Netto-Null-Industrie-Gesetz: EU-Pläne für „grüne“ Technologien und Rohstoffe

Die EU-Staaten wollen ihre Bemühungen für mehr Klimaschutz und wirtschaftliche Autarkie verstärken. In Brüssel stellten sie Pläne zum Netto-Null-Industrie-Gesetz vor – schnell melden sich kritische Stimmen zu Wort.
Netto-Null-Industrie-Gesetz: EU-Pläne für „grüne“ Technologien und Rohstoffe
Konferenzsaal im EU-Parlament in Brüssel.Foto: JOHANNA GERON/POOL/AFP via Getty Images
Von 19. März 2023

Die EU-Kommission präsentierte am Donnerstag (16. März) in Brüssel Pläne für zwei Schlüsselvorhaben zur Förderung von Klimaschutz und wirtschaftlicher Autarkie. Damit soll Europa bis 2030 gegenüber den USA und China wettbewerbsfähiger werden.

Zum einen will die EU „grüne“ Technologien als Antwort auf das milliardenschwere Subventionspaket der USA massiv ausbauen und finanziell fördern. Zum anderen soll Europa bei wichtigen Rohstoffen etwa für Handys oder Autobatterien vor allem von China unabhängiger werden. Scharfe Kritik an den Plänen kamen aus der Industrie und dem Europaparlament selbst.

Netto-Null-Industrie-Gesetz

Die Brüsseler Behörde stellte das sogenannte Netto-Null-Industrie-Gesetz (Net Zero Industry Act) vor. Zu Jahresbeginn hatte bereits Kommissionspräsidentin Ursula von der Leyen dieses angekündigt.
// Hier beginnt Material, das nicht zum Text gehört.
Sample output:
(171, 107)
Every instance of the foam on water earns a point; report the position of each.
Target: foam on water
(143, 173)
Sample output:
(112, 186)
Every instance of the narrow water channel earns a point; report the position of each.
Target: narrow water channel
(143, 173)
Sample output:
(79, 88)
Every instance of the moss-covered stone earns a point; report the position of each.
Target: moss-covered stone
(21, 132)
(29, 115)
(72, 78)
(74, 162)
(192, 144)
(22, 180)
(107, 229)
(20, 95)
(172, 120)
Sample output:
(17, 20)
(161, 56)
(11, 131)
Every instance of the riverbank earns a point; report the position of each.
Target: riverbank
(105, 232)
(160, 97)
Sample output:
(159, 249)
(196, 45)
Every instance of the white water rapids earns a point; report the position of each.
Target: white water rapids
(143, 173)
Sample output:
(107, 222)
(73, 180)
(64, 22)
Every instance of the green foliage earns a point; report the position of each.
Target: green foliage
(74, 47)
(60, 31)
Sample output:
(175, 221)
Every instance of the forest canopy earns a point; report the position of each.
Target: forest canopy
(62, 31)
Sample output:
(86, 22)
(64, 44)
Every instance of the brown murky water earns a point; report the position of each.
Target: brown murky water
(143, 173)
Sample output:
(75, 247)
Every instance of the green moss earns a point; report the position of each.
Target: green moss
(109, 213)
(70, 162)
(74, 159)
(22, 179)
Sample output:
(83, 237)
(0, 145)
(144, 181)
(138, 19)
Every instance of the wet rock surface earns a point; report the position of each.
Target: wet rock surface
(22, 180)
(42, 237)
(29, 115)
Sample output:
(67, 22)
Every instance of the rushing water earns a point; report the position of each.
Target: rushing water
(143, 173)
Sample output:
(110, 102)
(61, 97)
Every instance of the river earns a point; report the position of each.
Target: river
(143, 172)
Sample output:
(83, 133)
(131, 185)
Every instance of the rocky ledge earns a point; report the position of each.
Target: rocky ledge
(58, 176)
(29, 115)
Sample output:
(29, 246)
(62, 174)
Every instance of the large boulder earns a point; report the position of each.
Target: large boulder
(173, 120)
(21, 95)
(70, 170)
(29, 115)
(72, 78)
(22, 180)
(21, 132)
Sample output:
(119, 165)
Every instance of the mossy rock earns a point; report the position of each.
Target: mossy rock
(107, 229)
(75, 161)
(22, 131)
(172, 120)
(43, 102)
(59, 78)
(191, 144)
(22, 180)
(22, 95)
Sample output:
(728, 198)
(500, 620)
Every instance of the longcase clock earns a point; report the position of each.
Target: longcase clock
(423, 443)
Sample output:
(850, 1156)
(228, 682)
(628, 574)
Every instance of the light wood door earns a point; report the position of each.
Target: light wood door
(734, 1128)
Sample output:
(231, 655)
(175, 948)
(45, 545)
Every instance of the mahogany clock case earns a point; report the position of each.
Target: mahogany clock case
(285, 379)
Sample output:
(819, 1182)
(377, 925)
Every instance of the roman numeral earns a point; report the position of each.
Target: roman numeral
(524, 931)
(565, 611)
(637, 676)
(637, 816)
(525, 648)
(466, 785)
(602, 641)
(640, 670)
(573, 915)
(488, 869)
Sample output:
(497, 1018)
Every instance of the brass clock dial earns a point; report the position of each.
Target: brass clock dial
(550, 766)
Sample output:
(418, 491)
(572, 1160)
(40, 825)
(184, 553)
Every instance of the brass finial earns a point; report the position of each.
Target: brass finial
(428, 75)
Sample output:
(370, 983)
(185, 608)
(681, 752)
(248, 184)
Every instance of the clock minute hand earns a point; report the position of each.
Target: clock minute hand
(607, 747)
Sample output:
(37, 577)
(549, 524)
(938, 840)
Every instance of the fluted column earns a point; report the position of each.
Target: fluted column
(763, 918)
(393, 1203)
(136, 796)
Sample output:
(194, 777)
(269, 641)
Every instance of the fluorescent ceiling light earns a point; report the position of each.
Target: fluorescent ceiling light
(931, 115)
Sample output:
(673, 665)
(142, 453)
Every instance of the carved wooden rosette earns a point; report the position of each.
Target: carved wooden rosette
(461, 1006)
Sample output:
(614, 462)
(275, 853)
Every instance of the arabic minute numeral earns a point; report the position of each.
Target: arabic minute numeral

Damit reagiert Brüssel auf das US-Inflationsreduzierungsgesetz (Inflation Reduction Act, IRA), das rund 370 Milliarden Dollar (rund 350 Milliarden Euro) für „saubere“ Technologien vorsieht.

Mit dem EU-Gesetzespaket will die EU bis 2030 rund 40 Prozent des jährlichen Bedarfs an „sauberen“ Technologien in der EU selbst produzieren. „Green-Tech“-Branchen können auf mehr Fördermittel und beschleunigte Genehmigungsverfahren hoffen.

Gefördert werden sollen Windkraft- und Photovoltaik-Anlagen, Wärmepumpen und grüner Wasserstoff, aber auch die Kohlenstoffspeicherung unter der Erde. Damit könne Europa bis 2050 der „erste klimaneutrale Kontinent werden“, versprach Vizekommissionspräsident Frans Timmermans.

Atomkraft ist mit im Paket

Auch die Atomkraft ist nach massivem Tauziehen hinter den Kulissen nun Teil des Pakets, mit dem die EU ihre Klimaziele erreichen will. Dies hatte vor allem Frankreich gefordert, atomkritische Regierungen wie die von Deutschland und Österreich lehnen das ab.

Eine kürzlich durchgeführte Umfrage der Konrad-Adenauer-Stiftung zeigte, dass die deutsche Bevölkerung im Vergleich mit der Regierung weniger abgeneigt ist. Wegen des Streits der EU-Staaten hatte sich die Vorstellung der Pläne verzögert.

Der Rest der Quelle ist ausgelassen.